Toyota GR Supra 2.0 Fuji Speedway Edition: foi este o nome com que o maior construtor mundial baptizou a edição especial desenvolvida a partir da nova, e mais acessível, versão da mais recente geração (a quinta) do seu mítico desportivo, originalmente lançado apenas com motor de seis cilindros em linha de 3,0 litros e 340 cv (ensaio completo ao Toyota GR Supra 3.0 Legacy aqui). Com a unidade aqui em análise a assumir especial importância também por outro motivo: o ser a número um da edição limitada Fuji Speedway destinada à Europa, de que serão construídos não mais do que 200 exemplares.
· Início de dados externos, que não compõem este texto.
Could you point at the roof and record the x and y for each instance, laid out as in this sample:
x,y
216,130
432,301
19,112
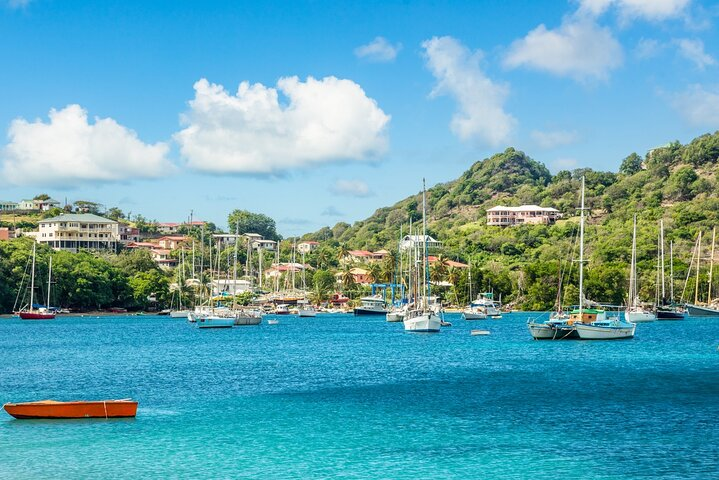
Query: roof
x,y
523,208
78,217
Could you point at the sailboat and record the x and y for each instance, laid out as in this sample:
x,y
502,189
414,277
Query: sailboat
x,y
593,324
635,312
711,307
304,308
42,313
473,311
670,310
423,318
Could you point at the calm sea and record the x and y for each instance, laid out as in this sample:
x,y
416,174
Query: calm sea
x,y
343,397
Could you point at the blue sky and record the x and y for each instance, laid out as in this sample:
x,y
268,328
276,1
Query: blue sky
x,y
346,105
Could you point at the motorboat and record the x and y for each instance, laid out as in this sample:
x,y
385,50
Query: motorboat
x,y
374,305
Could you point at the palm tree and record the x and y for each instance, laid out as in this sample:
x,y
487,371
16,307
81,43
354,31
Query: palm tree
x,y
348,279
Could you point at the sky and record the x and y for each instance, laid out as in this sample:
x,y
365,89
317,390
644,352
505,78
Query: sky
x,y
315,112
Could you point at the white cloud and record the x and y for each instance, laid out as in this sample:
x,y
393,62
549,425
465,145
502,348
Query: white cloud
x,y
564,164
648,48
654,10
693,50
481,114
351,188
253,132
698,106
378,50
579,48
553,139
69,151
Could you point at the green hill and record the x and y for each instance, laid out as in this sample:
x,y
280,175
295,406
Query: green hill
x,y
676,183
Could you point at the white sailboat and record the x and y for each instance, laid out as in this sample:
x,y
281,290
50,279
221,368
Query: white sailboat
x,y
423,317
593,324
635,312
472,311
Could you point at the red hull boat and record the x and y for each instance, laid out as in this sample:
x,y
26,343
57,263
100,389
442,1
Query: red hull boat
x,y
37,316
77,409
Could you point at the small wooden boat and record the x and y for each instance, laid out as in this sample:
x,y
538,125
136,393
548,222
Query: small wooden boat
x,y
475,333
77,409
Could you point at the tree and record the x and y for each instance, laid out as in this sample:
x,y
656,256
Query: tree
x,y
631,164
244,221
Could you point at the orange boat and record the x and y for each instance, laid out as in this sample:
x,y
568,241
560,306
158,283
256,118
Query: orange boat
x,y
78,409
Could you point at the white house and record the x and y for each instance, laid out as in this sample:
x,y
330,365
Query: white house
x,y
526,214
411,241
78,231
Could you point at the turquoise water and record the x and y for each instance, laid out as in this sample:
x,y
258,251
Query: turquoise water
x,y
338,396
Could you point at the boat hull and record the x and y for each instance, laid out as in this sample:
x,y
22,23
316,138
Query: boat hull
x,y
215,322
594,332
365,311
37,316
53,409
427,322
548,331
699,311
640,316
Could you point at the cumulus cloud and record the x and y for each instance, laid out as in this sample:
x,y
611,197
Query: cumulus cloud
x,y
253,132
698,106
654,10
350,188
480,101
579,48
693,50
378,50
332,212
553,139
68,150
648,48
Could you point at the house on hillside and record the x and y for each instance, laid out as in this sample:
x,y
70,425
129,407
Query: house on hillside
x,y
526,214
360,275
307,246
8,206
78,231
412,241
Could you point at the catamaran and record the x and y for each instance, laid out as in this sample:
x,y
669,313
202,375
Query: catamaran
x,y
423,317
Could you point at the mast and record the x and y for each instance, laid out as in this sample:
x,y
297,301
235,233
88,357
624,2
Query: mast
x,y
711,269
234,270
32,278
49,281
661,242
427,287
581,253
632,300
699,254
671,272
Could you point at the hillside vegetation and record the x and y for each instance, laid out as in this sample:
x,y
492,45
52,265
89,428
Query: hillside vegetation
x,y
676,183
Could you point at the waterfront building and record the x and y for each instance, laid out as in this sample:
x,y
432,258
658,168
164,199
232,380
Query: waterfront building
x,y
418,241
78,231
526,214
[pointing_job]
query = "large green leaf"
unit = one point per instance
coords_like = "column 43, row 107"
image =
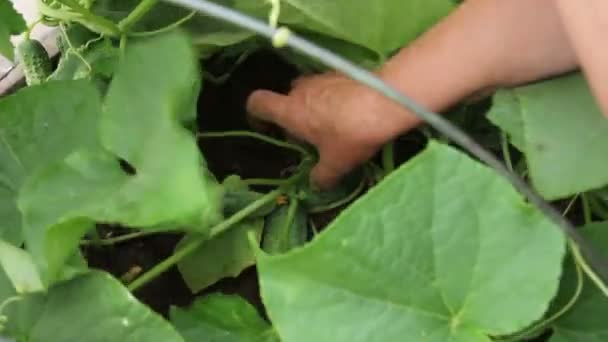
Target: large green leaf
column 221, row 318
column 432, row 253
column 227, row 255
column 20, row 268
column 561, row 131
column 11, row 23
column 586, row 321
column 152, row 94
column 39, row 125
column 92, row 307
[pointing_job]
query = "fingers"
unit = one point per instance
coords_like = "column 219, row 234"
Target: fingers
column 268, row 106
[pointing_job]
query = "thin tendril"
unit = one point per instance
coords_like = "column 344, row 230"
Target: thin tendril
column 504, row 143
column 258, row 136
column 538, row 327
column 437, row 121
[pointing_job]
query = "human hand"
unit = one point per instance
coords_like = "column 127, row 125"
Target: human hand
column 346, row 121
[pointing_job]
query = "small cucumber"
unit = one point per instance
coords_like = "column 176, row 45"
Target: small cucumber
column 286, row 228
column 37, row 65
column 315, row 200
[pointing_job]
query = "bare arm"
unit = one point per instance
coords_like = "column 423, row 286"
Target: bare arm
column 587, row 25
column 484, row 43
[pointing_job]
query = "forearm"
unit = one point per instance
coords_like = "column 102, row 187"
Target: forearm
column 484, row 43
column 587, row 24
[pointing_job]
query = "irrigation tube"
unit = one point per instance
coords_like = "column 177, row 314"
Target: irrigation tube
column 437, row 121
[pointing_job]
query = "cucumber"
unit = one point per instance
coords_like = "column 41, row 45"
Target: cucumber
column 36, row 62
column 236, row 200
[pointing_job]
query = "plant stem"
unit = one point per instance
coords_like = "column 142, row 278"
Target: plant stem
column 118, row 239
column 598, row 208
column 264, row 182
column 340, row 202
column 289, row 218
column 194, row 244
column 588, row 271
column 506, row 153
column 540, row 326
column 570, row 205
column 138, row 12
column 388, row 157
column 83, row 16
column 258, row 136
column 440, row 123
column 586, row 209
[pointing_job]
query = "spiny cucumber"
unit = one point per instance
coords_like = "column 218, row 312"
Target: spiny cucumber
column 36, row 62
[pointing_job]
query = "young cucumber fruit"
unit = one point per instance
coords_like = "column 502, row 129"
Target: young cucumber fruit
column 36, row 62
column 285, row 229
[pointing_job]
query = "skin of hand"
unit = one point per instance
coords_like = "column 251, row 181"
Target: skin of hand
column 482, row 44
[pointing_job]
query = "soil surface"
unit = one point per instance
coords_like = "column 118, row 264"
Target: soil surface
column 222, row 108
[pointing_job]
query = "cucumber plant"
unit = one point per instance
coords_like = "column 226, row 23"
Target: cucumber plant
column 437, row 247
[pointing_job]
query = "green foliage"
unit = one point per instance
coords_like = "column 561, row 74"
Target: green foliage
column 441, row 250
column 40, row 125
column 286, row 228
column 92, row 307
column 35, row 60
column 552, row 122
column 440, row 270
column 221, row 318
column 20, row 269
column 227, row 255
column 165, row 193
column 11, row 23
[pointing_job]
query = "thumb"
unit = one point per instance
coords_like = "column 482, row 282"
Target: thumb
column 327, row 173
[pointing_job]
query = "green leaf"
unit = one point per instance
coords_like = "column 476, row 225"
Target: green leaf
column 505, row 114
column 39, row 125
column 99, row 59
column 227, row 255
column 152, row 95
column 431, row 254
column 388, row 25
column 553, row 122
column 91, row 307
column 314, row 199
column 11, row 23
column 222, row 318
column 20, row 269
column 586, row 320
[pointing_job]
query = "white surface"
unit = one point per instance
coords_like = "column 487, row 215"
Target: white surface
column 29, row 10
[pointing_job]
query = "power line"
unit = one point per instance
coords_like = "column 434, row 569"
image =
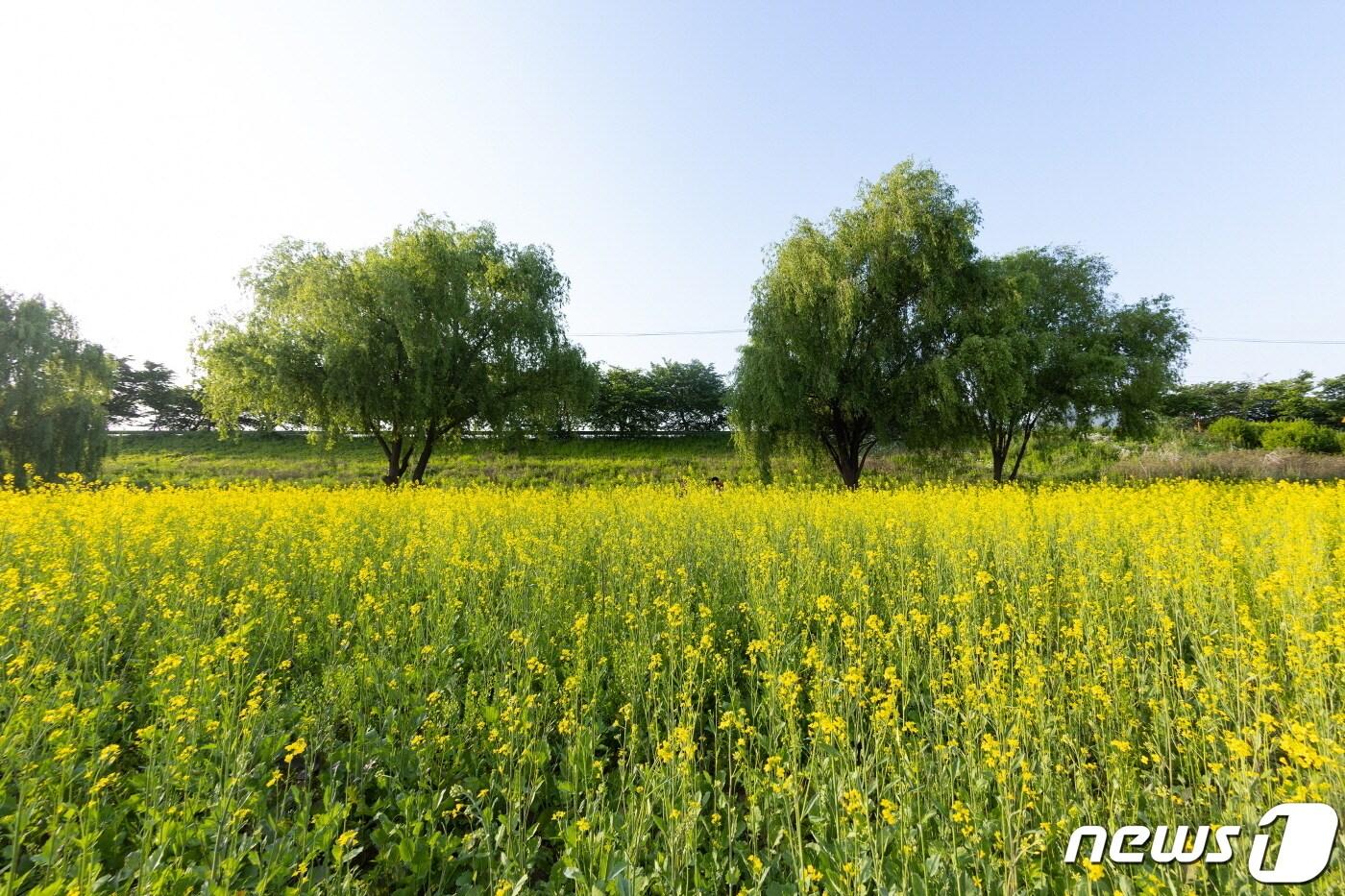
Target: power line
column 717, row 332
column 663, row 332
column 1278, row 342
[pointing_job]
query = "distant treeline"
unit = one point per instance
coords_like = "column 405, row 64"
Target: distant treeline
column 1302, row 397
column 666, row 399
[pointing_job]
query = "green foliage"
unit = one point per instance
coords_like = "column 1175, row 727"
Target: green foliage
column 151, row 396
column 1284, row 400
column 1294, row 399
column 669, row 397
column 1236, row 432
column 1203, row 402
column 433, row 329
column 849, row 321
column 53, row 389
column 1046, row 345
column 1302, row 435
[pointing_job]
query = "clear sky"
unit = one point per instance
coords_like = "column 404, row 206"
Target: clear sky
column 148, row 151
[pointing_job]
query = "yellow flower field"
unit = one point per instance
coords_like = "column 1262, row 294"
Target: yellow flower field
column 658, row 690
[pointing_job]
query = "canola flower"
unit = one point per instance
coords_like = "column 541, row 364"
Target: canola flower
column 642, row 690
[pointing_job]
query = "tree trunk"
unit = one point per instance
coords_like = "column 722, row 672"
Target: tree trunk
column 393, row 451
column 849, row 467
column 849, row 444
column 1022, row 449
column 423, row 462
column 397, row 459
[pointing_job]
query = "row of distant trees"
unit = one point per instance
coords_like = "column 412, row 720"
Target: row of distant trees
column 669, row 397
column 1302, row 397
column 60, row 395
column 881, row 325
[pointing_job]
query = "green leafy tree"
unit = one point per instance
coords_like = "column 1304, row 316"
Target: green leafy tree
column 690, row 396
column 53, row 390
column 1201, row 403
column 1331, row 393
column 627, row 401
column 1046, row 345
column 849, row 325
column 151, row 395
column 407, row 342
column 1288, row 399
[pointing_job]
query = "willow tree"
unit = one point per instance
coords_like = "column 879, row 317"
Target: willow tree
column 1048, row 343
column 405, row 342
column 53, row 389
column 850, row 322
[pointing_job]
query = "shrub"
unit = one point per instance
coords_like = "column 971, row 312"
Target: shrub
column 1301, row 433
column 1236, row 432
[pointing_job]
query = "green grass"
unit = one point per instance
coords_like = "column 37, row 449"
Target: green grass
column 197, row 459
column 150, row 459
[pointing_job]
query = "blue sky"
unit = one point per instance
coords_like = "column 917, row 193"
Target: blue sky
column 151, row 151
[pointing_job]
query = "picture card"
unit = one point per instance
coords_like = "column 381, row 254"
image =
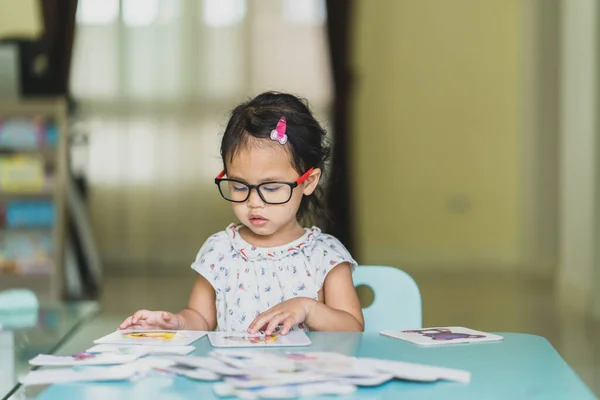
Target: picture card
column 140, row 349
column 151, row 337
column 442, row 335
column 89, row 374
column 46, row 360
column 242, row 339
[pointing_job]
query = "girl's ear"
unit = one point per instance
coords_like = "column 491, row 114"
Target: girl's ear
column 312, row 181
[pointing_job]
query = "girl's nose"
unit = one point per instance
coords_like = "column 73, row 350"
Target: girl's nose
column 254, row 201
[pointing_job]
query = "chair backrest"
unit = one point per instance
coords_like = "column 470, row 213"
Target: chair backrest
column 397, row 302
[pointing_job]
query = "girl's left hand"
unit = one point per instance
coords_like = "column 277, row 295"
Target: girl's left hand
column 288, row 313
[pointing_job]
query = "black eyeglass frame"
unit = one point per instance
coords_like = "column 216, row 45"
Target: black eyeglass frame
column 292, row 185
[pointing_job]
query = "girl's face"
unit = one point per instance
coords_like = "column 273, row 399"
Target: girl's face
column 264, row 161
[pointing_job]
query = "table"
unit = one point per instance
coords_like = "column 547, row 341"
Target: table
column 520, row 367
column 50, row 326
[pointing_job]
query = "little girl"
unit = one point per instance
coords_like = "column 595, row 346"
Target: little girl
column 268, row 272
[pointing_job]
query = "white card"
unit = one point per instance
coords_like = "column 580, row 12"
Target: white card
column 140, row 349
column 208, row 363
column 197, row 374
column 45, row 360
column 151, row 337
column 292, row 391
column 63, row 375
column 242, row 339
column 442, row 335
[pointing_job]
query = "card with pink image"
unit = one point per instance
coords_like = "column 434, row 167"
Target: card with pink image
column 442, row 335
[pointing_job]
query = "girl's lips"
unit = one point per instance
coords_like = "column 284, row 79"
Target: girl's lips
column 258, row 220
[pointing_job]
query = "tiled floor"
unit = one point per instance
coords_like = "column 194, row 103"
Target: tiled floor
column 489, row 302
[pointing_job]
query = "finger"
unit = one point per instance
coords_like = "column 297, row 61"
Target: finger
column 287, row 325
column 275, row 321
column 260, row 321
column 127, row 322
column 140, row 314
column 169, row 321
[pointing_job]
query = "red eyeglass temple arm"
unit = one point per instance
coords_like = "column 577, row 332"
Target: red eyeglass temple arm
column 298, row 181
column 305, row 176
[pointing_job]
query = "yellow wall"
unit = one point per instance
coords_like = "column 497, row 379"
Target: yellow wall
column 437, row 136
column 20, row 18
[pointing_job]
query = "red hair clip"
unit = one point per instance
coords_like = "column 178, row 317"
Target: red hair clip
column 278, row 133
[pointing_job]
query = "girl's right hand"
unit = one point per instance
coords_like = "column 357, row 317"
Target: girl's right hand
column 144, row 319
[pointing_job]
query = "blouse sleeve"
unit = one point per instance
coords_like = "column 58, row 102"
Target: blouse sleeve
column 327, row 254
column 209, row 257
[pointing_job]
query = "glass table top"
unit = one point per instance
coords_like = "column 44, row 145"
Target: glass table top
column 25, row 335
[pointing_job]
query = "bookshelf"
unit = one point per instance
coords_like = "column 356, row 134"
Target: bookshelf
column 33, row 183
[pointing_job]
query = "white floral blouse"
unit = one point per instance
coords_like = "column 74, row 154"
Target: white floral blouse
column 249, row 280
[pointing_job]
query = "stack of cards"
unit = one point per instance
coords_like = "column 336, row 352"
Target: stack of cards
column 121, row 350
column 250, row 374
column 442, row 335
column 151, row 337
column 241, row 339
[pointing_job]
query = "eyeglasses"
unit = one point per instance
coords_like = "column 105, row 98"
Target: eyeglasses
column 270, row 192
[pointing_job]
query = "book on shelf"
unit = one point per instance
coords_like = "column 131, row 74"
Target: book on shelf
column 27, row 133
column 28, row 253
column 22, row 174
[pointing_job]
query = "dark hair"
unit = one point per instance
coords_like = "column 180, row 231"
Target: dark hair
column 307, row 143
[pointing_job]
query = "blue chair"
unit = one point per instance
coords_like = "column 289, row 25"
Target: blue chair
column 397, row 302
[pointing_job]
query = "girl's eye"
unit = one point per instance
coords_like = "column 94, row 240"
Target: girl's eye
column 271, row 188
column 239, row 188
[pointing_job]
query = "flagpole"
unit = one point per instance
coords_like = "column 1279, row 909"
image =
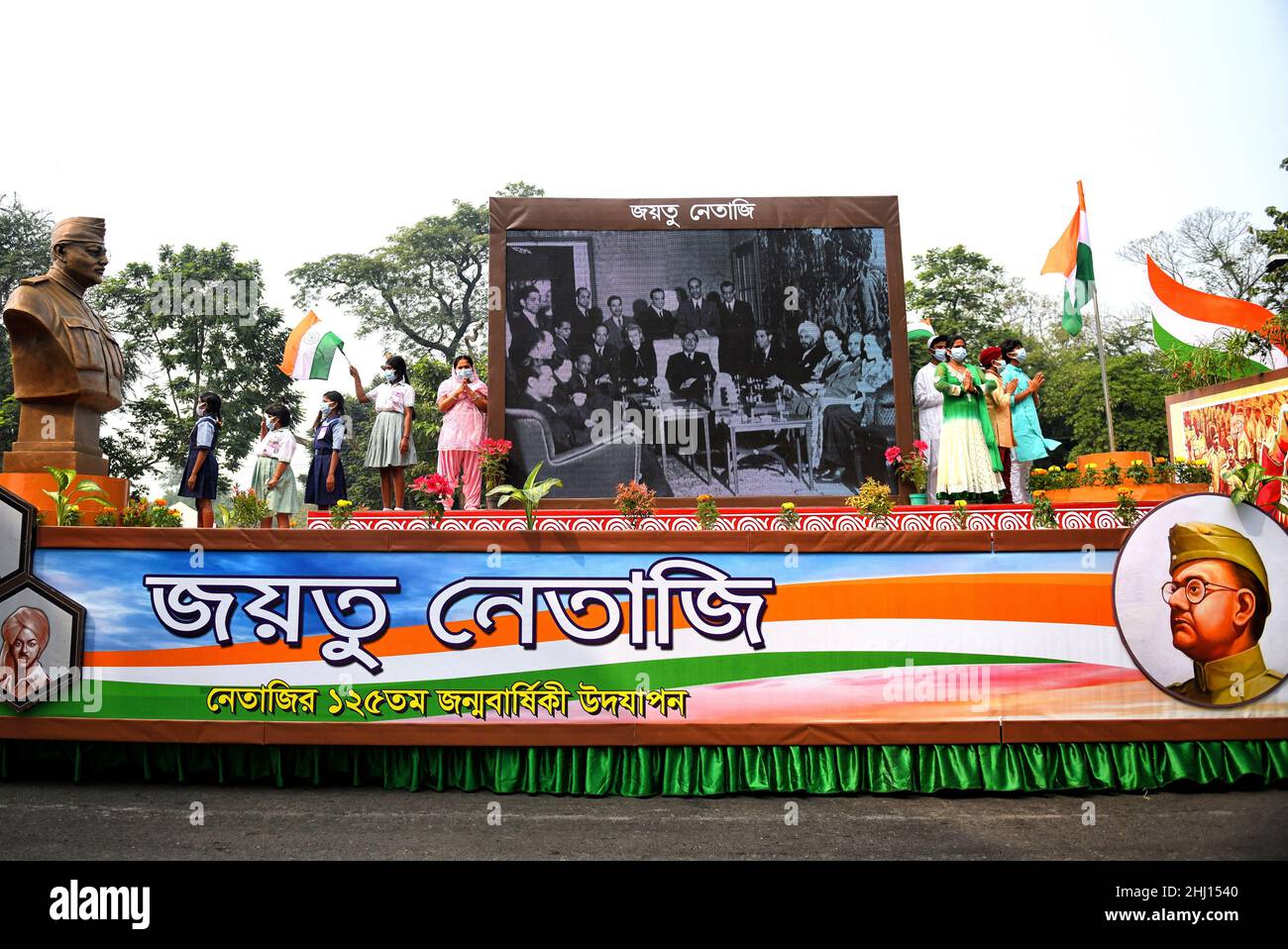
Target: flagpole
column 1104, row 372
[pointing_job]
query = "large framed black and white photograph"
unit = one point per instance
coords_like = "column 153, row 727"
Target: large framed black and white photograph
column 698, row 352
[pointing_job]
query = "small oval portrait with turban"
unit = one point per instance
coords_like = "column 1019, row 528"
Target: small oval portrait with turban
column 25, row 635
column 1201, row 597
E talvez o melhor seja começar por elencar aquilo que, para além da mecânica, distingue o GR Supra de quatro cilindros do seu irmão de seis cilindros; bem como o que diferencia a série especial Fuji Speedway de um “normal” GR Supra 2.0 Signature. No primeiro caso, temos o nível de equipamento menos sumptuoso, descrito em detalhe na respectiva ficha no final deste texto (o Legacy é exclusivo do 3.0), as ponteras de escape de menor diâmetro e o preço inferior em €15 000. Quanto ao Fuji Speedway Edition, é proposto ao mesmo preço do Signature, perde os bancos em pele e as respectivas memórias de posição, o sistema de carregamento por indução para smartphones, o head-up display e o sistema de som JBL com doze altifalantes, oferecendo, em contrapartida, a exclusividade de uma série especial numerada, caracterizada pela decoração exterior e interior específica; pelas jantes de 19” pintadas de preto (de 18” no Signature); pelos excelentes bancos desportivos revestidos a Alcantara (ainda dotados de regulação eléctrica); e pela consola central em fibra de carbono. O sistema de som oferece quatro altifalantes, e, não sento tão envolvente quanto o JBL, também não faz má figura.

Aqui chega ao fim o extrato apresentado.